Awesome Nephew called me late Friday afternoon to relay a message from Maggie’s sister that she had gotten a good report on the results of her chemo and was on her way back to her brother’s home. However, shortly after I got home from the FreedomWorks 9/12 March and Rally in Washington, D.C., this evening, I received a call from Maggie’s sister that Maggie’s condition has deteriorated and she is back in Lexington, KY, at the Markey Cancer Center.
After Maggie was discharged from hospital in Lexington on Friday and left with her brother and sister, someone reviewed Maggie’s blood tests and discovered her platelets were very low. They called her and told her to come back to the ER before she made it to the edge of town. The three of them spent all night at the ER so they could get the platelet situation improved and Maggie was discharged on Saturday. Maggie was at her brother’s home early Sunday morning when she began to vomit blood again. From the local hospital’s ER, Maggie was transported back to the Markey Cancer Center in Lexington. Her brother and sister are with her. Maggie is unconscious.
Maggie’s brother and sister are scheduled to talk with a social worker tomorrow about Maggie’s end-of-life care decisions. A social worker is not licensed to practice medicine and therefore is extremely unlikely to explain the implications of any of the decisions, such as CPR, ventilation (intubation and connection to a breathing machine), feeding tube or antibiotics. Maggie has not been eating or drinking for some time, judging from how thin she is. Her sister says they cannot get Maggie to eat or drink. I’ve explained that as the body is shutting down in the end-of-life process, it can’t handle much food or drink. I also told her that CPR will break Maggie’s ribs, but restoring her heart rhythm is not going to cure her or give her much more time. Also, when someone is dying and intubation for ventilation is not a bridge back to health, it can be difficult to end.

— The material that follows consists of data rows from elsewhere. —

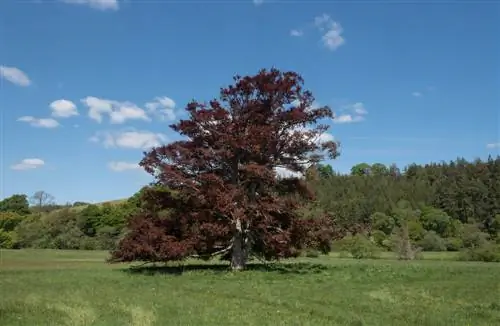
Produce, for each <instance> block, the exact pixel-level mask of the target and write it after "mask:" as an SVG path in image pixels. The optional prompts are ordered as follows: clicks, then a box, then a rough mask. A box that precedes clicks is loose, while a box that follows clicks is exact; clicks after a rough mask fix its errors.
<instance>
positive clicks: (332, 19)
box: [290, 14, 345, 51]
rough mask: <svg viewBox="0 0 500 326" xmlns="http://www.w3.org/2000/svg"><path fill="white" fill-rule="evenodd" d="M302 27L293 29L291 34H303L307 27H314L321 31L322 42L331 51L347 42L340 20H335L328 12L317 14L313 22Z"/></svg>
mask: <svg viewBox="0 0 500 326" xmlns="http://www.w3.org/2000/svg"><path fill="white" fill-rule="evenodd" d="M302 27H303V28H294V29H292V30H291V31H290V36H294V37H298V36H303V35H304V34H305V30H306V29H313V30H315V31H316V32H319V33H320V35H321V43H322V44H323V46H324V47H326V48H327V49H328V50H330V51H335V50H337V49H338V48H339V47H341V46H342V45H344V44H345V39H344V37H343V35H342V34H343V33H344V29H343V28H342V26H341V25H340V23H339V22H336V21H334V20H333V19H332V18H331V17H330V15H328V14H322V15H319V16H316V17H315V18H314V20H313V21H312V23H309V24H306V26H302Z"/></svg>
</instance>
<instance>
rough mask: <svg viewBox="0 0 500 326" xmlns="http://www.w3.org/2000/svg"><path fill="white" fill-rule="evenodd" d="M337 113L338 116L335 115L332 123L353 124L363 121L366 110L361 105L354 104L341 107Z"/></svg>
mask: <svg viewBox="0 0 500 326" xmlns="http://www.w3.org/2000/svg"><path fill="white" fill-rule="evenodd" d="M339 113H340V114H338V115H336V116H335V118H334V119H333V122H334V123H337V124H340V123H354V122H361V121H363V120H365V116H366V115H367V114H368V110H366V108H365V106H364V104H363V103H361V102H356V103H354V104H349V105H343V106H341V107H340V110H339Z"/></svg>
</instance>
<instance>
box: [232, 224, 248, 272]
mask: <svg viewBox="0 0 500 326" xmlns="http://www.w3.org/2000/svg"><path fill="white" fill-rule="evenodd" d="M247 253H248V252H247V248H246V245H245V241H244V238H243V230H242V228H241V221H240V220H237V221H236V230H235V233H234V236H233V248H232V250H231V269H232V270H233V271H240V270H243V269H245V267H246V264H247V257H248V254H247Z"/></svg>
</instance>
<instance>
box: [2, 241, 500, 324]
mask: <svg viewBox="0 0 500 326" xmlns="http://www.w3.org/2000/svg"><path fill="white" fill-rule="evenodd" d="M106 256H107V253H106V252H99V251H94V252H92V251H55V250H18V251H13V250H1V256H0V325H2V326H11V325H12V326H18V325H26V326H35V325H36V326H44V325H47V326H48V325H50V326H56V325H77V326H83V325H102V326H114V325H120V326H122V325H133V326H150V325H158V326H163V325H183V326H184V325H193V326H201V325H300V326H305V325H314V326H319V325H329V326H330V325H332V326H333V325H397V326H403V325H432V326H438V325H443V326H452V325H460V326H466V325H471V326H480V325H500V264H498V263H470V262H457V261H451V259H452V258H453V257H452V256H450V255H449V254H446V253H445V254H430V253H427V254H424V258H425V259H424V260H421V261H414V262H409V263H408V262H402V261H397V260H395V259H393V258H392V257H390V256H389V254H388V255H387V257H384V258H385V259H380V260H363V261H357V260H353V259H340V258H338V257H335V255H332V256H328V257H321V258H307V259H306V258H303V259H302V258H301V259H299V260H296V261H293V262H286V263H284V264H279V265H273V266H271V267H267V268H265V267H264V266H262V265H258V264H256V265H252V266H250V270H249V271H246V272H242V273H231V272H226V270H225V266H223V265H221V264H218V263H204V264H200V263H199V262H188V263H186V264H184V265H183V267H180V266H179V265H176V264H172V265H171V267H169V268H157V269H147V270H138V271H137V272H131V271H130V270H129V269H128V268H126V266H123V265H108V264H105V263H103V261H104V259H105V258H106ZM195 264H197V265H195ZM181 270H182V273H181Z"/></svg>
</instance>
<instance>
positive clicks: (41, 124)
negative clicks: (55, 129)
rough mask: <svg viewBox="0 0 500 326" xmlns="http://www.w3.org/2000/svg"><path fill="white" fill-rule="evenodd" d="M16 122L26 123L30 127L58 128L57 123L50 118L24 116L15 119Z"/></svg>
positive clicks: (58, 124)
mask: <svg viewBox="0 0 500 326" xmlns="http://www.w3.org/2000/svg"><path fill="white" fill-rule="evenodd" d="M17 121H21V122H26V123H28V124H30V125H31V126H32V127H39V128H56V127H58V126H59V122H57V120H54V119H52V118H35V117H32V116H24V117H20V118H19V119H17Z"/></svg>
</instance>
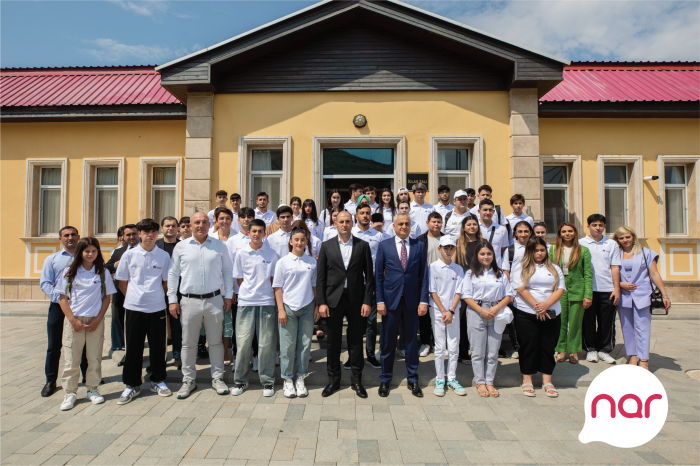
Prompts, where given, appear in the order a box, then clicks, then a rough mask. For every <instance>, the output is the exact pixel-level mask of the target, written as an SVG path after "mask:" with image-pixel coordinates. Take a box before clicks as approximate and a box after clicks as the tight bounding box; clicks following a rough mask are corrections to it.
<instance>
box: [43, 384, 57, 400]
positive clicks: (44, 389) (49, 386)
mask: <svg viewBox="0 0 700 466" xmlns="http://www.w3.org/2000/svg"><path fill="white" fill-rule="evenodd" d="M55 391H56V382H49V383H47V384H46V385H44V388H42V389H41V396H43V397H44V398H46V397H47V396H51V395H53V394H54V392H55Z"/></svg>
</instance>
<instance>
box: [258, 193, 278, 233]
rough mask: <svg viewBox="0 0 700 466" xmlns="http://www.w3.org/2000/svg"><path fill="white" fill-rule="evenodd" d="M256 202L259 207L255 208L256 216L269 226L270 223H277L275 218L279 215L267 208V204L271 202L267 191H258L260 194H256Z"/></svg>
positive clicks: (266, 224)
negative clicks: (264, 191)
mask: <svg viewBox="0 0 700 466" xmlns="http://www.w3.org/2000/svg"><path fill="white" fill-rule="evenodd" d="M255 203H256V204H257V205H258V208H257V209H255V218H258V219H260V220H262V221H263V222H265V226H266V227H269V226H270V225H272V224H273V223H275V220H277V216H276V215H275V213H274V212H272V211H271V210H268V209H267V205H268V204H269V203H270V198H269V196H268V195H267V193H266V192H260V193H258V195H257V196H255Z"/></svg>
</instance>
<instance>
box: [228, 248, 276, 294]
mask: <svg viewBox="0 0 700 466" xmlns="http://www.w3.org/2000/svg"><path fill="white" fill-rule="evenodd" d="M278 260H279V256H278V255H277V253H276V252H275V251H273V250H272V248H271V247H270V246H268V245H267V244H265V243H263V245H262V247H261V248H260V249H258V250H257V251H255V250H253V248H251V247H250V244H248V245H247V246H246V247H244V248H243V249H241V250H240V251H238V252H237V253H236V261H235V262H234V263H233V279H234V280H237V279H239V278H242V279H243V282H242V283H241V286H240V287H239V290H238V305H239V306H274V305H275V294H274V291H273V290H272V283H271V282H270V278H272V277H273V276H274V273H275V266H276V265H277V261H278Z"/></svg>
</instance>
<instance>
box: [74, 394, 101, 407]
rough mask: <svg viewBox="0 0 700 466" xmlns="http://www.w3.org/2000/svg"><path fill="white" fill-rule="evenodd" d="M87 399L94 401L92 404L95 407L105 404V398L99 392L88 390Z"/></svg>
mask: <svg viewBox="0 0 700 466" xmlns="http://www.w3.org/2000/svg"><path fill="white" fill-rule="evenodd" d="M87 399H88V400H90V401H92V404H94V405H99V404H102V403H104V402H105V399H104V397H103V396H102V395H100V392H98V391H97V390H88V396H87ZM71 407H72V406H71Z"/></svg>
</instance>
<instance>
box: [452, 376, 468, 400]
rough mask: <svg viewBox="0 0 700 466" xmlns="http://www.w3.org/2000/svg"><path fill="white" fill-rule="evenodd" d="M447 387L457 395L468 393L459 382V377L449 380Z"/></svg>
mask: <svg viewBox="0 0 700 466" xmlns="http://www.w3.org/2000/svg"><path fill="white" fill-rule="evenodd" d="M447 388H449V389H450V390H452V391H453V392H455V395H459V396H464V395H466V394H467V391H466V390H465V389H464V387H462V386H461V385H460V384H459V382H457V379H452V380H448V381H447Z"/></svg>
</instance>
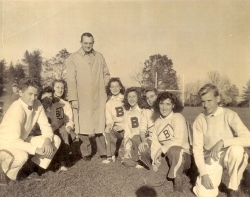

Everyone is fighting in accordance with Maggie’s wishes for her to have every moment of life we can get for her. But my observation in providing end-of-life care for my late life partner and other loved ones is that when Death means business, he comes from several directions. I don’t think Maggie will make it home for me to care for her. Right now we don’t feel sure she will regain consciousness. I appreciate all prayers and good thoughts for her.
(Disclaimer: I’m not a doctor and I’m not giving medical advice. Please consult a licensed medical professional for advice specific to your situation.)